Blog

Taşınmak

Fındıklı, 2020

Bir kere insanlıktan nasibini almışsan hiçbir yerde aç kalmazsın.

Bir yerden başka bir yere gitmek. Yanında götüremediklerin götürdüklerinden fazla ise bu taşınmak değil, bu biraz ayrılık. Bir şehirden diğerine, bir evden başka bir eve, bir insandan başka bir insana taşındıkça azalıyorsun. Az yine bi’ nebze iyi. Bazı taşınmalar eksiltiyor. Eksik kalmak fena.

Ve taşındıkça sıyrılıyorsun bazı parçalardan. Bu bazen kullanmadığın bir ayakkabı, bazen varlığını unuttuğun bir hediye bazen de çok fazla kullandığın kibir olabiliyor. Giderken götürmüyorsun yanında. Yeni şehrinde, yeni evinde, yeni aşkında bunlara ihtiyacın kalmıyor. İlk taşınmanı hatırlasana, elinden gelse duvarları sökecektin değil mi? Ben sökmüştüm. İçimden.

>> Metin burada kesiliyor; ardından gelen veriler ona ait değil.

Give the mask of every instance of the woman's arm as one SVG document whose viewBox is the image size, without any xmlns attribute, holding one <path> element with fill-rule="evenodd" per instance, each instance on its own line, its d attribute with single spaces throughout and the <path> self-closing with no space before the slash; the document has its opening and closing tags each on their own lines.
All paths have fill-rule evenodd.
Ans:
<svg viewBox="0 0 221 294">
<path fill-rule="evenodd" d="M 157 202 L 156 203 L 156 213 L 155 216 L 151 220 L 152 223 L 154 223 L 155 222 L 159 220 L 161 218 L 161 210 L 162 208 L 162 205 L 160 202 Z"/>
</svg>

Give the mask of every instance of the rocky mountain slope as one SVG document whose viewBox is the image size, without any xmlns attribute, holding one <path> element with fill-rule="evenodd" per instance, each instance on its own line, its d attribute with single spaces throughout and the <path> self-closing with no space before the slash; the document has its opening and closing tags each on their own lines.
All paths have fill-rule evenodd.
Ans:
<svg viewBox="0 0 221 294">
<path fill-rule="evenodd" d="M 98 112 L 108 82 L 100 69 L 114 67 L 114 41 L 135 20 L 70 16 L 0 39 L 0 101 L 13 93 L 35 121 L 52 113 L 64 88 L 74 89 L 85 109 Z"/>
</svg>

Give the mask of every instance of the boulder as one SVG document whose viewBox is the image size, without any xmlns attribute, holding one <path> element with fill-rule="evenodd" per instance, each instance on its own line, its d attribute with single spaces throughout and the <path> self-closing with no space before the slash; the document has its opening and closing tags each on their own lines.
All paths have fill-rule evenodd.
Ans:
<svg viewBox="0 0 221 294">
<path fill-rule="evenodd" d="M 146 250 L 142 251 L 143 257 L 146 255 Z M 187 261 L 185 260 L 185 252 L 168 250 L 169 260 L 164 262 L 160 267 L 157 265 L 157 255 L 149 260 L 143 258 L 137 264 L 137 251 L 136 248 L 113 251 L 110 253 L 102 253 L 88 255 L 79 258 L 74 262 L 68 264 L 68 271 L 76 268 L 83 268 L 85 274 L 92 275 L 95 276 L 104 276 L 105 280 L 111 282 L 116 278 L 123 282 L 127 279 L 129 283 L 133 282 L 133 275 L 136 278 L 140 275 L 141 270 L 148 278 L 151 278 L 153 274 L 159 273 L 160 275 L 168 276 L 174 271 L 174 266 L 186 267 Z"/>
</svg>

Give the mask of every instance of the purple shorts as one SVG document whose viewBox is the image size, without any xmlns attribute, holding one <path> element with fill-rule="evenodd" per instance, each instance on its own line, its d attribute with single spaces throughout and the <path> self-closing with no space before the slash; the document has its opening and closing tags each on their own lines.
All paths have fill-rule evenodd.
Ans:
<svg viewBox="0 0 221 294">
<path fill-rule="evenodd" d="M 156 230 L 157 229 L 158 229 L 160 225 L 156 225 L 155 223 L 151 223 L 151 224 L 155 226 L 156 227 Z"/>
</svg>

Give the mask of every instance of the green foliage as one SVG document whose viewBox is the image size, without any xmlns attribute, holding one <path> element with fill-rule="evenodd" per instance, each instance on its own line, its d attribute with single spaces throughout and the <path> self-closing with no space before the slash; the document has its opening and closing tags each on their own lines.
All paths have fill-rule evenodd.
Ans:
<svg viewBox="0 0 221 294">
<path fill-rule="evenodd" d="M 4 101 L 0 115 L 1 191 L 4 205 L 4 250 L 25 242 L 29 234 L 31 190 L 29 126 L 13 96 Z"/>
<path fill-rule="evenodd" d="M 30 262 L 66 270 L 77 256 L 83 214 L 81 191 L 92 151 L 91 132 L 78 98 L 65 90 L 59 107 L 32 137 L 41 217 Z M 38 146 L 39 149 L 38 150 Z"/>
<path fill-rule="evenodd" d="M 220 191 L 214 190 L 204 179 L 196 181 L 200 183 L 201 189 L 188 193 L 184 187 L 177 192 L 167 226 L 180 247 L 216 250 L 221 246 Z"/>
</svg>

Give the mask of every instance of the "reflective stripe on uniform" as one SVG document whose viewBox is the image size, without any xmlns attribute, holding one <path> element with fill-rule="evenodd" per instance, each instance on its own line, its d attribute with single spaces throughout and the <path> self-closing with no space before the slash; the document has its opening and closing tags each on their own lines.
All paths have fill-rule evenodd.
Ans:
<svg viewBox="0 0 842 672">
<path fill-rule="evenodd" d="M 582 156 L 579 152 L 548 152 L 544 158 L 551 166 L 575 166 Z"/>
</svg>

Mesela salonun ortasında bohçalanmış eşyalara bakıyorsun, onlar artık eşyalığını yitirmiş, aileden olmuş. Benliğine kazımışsın, hani bir imkân olsa nüfusuna alacaksın. Bir de anılar var. Göğsünün ortasında bohçaladığın, istiflerken bir cenaze merasimine bakar gibi baktığın, yeni yerinde kök tutacak mı diye tasalandığın, uyurken bile taşıdığın anıların.

Anılarımızın can suyu, eşyalarımızın dört duvarı olduk, gayrı ayağımız taşa değmez.